An article in the May issue of the Chicago Booth Review discusses the ongoing discovery of investable factors, which it says are “being discovered almost as quickly as they can be packaged and sold to the waiting public.”
But findings from a recent study beg the question: “Are there really 300 separate characteristics associated with higher asset returns, or only a handful of things really driving stock prices?” The study– conducted by Guanhao Feng and Dacheng Xiu (both of Booth) and Yale’s Stefano Giglio—involved collecting and analyzing over 100 of them, and the results suggest that perhaps the hunt for factors has gone too far.
The article provides a brief chronology of factor investing (beginning with the capital asset pricing model developed in the early 1990s, followed by the three-factor model published by the Fama-French team in 1992) noting that the rush to develop new factors continues. It quotes Eugene Fama: “You have thousands of academics in this area, all of whom need to come up with papers to publish, so the door is wide open.”

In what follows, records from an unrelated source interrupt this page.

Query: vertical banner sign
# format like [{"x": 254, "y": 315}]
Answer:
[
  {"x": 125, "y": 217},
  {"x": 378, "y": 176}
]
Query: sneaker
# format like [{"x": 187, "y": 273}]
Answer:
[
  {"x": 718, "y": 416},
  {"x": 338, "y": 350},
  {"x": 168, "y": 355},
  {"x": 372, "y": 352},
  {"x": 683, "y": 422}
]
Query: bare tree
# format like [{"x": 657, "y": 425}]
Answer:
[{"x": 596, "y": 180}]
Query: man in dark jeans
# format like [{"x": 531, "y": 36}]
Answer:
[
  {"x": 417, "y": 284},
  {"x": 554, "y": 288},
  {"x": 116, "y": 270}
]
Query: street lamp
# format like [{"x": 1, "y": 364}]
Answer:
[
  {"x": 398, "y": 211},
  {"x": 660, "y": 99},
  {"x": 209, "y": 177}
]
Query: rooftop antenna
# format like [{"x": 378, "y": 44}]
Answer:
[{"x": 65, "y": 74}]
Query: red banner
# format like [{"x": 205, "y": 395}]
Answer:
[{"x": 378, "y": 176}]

But it may be time to “partially close this door, or at least make sure researchers test new factors vigorously,” the article argues, adding that many of the newer factor discoveries may be subsets of already-discovered factors. While the study researchers are not suggesting that there are “fake” factors being used, they argue that many of the new ones are “redundant and are the result of somewhat arbitrary choices of existing factors as controls—one form of abusive data mining.”